There is mounting evidence that U.S. carriers are cutting domestic seat capacity. The Chicago Tribune reports that United Airlines, the nation’s second-largest carrier, is winnowing its flight schedule at Chicago O’Hare (ORD), its largest hub.
The Tribune reports that UA (that’s the airline’s code) scheduled 5 percent fewer flights from ORD this year than for the same period a year ago.
Meanwhile, Frontier Airlines, which is a major competitor of United’s at Denver International Airport(DEN), says it is selling four of its Airbus twinjets. That translates into a real curtailment of capacity growth, fewer seats in the air.
Cheapflights recently noted that even high-flying discount airline Southwest is trimming flight frequencies despite the fact that it is in comparatively good financial shape because of a successful fuel-hedging effort.
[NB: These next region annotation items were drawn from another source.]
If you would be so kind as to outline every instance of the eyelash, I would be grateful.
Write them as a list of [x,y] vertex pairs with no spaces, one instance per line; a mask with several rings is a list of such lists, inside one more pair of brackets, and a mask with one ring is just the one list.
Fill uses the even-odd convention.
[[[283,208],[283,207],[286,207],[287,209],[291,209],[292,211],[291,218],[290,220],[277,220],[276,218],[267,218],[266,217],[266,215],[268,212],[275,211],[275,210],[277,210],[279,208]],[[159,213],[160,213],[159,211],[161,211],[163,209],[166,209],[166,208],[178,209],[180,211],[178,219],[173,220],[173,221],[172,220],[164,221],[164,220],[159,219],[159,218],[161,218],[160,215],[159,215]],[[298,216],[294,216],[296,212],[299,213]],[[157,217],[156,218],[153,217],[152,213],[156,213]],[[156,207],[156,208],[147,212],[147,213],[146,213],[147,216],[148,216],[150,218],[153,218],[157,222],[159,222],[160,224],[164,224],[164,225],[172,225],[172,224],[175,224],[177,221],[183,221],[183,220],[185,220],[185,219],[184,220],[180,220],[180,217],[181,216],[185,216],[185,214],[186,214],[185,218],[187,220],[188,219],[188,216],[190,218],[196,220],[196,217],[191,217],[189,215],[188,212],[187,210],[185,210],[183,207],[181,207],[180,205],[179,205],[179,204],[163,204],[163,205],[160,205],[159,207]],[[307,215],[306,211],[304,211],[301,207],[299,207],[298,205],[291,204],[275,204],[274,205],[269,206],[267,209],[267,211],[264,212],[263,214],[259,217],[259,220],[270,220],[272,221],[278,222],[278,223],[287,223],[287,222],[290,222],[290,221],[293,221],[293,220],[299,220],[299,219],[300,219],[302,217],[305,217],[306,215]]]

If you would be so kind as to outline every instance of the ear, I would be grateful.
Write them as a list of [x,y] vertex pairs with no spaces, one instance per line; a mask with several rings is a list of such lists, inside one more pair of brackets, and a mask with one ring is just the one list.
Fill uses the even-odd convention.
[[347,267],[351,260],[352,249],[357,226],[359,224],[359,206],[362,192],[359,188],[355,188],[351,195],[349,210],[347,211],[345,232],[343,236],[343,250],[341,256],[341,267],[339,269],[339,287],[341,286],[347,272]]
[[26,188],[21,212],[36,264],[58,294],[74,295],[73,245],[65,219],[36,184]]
Make no mistake, it is soaring jet fuel prices that are prompting carriers to cut domestic flights even as they expand international offerings. What’s behind the strategy? International flights are populated often by “high-yield” business travelers. The flights make more money for the carriers. That’s where airlines are shifting their assets (their airplanes). 757s that once took passengers from, say, New York to Houston, are being fitted with range-extending “winglets” and sent off across the Atlantic to reap higher profits.
What does all this mean for you? First, fewer domestic seats in all likelihood. That could affect fares. Second, more international options than ever before.